Indeed, including a Google Ngram graph in an historical article gives an openness hitherto unseen in the historians toolset: any reader connected to the internet can insert the same keywords in Google Ngram’s search engine and will get exactly the same results as the historian who wrote the article. Compare that to a graph in a history book on the size of the Roman army during the Republic, and the large amount of work and technical know-how needed to repeat that kind of research. Next to that, the chances of a exact duplication of the figures in said history book are negligeable.

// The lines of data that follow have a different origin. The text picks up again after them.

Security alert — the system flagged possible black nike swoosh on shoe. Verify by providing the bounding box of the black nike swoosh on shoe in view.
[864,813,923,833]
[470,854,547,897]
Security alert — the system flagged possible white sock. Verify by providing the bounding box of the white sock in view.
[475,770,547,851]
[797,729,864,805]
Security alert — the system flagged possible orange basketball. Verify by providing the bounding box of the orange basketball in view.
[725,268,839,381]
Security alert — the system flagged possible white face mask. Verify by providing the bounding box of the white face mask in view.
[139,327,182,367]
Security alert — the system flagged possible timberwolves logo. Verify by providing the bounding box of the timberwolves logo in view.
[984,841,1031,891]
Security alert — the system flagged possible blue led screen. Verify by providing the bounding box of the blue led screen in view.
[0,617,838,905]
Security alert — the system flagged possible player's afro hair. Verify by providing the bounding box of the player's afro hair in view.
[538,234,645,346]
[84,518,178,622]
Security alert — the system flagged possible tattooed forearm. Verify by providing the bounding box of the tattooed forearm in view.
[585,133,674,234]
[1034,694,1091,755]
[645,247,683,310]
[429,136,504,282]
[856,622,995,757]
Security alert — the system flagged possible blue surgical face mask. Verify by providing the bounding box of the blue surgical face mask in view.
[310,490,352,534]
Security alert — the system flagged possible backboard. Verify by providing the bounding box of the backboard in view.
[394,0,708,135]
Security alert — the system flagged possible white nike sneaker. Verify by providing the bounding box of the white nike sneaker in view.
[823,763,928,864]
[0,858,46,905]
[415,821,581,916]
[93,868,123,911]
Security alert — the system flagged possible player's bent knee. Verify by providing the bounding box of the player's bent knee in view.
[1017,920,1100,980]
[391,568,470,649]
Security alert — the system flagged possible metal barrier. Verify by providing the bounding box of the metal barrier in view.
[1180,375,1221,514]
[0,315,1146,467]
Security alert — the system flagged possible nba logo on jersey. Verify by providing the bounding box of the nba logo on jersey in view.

While providing a good view of how the historian got his or her Ngram, it’s a lot more obfuscated how the Ngram got to it’s results in the first place. It seems a safe assesment to say that most historians do not have a clear view of the technical aspects of the Ngram function. What books does it scan through, how thoroughly and correctly are these books scanned and how representative are these charts of ‘real’ popularity, as opposed to just the frequency of the term? 4000 mentions in a score of obscure, little read books are arguably of far less influence than a handful of mentions in a few widely read bestsellers. All Ngram tells us, is that it ‘searches lots of books’. While the Ngram database is indeed downloadable and technically provides openness, the workload of just scanning through everything starting with the letter ‘m’ is already so enormous and time-consuming as to be completely unrealistic. With a touch of irony, the only ‘researcher’ able to process such large amounts of data is, indeed, a computer. This article further explores the problems with using Google Books and Ngram as authoritative databases.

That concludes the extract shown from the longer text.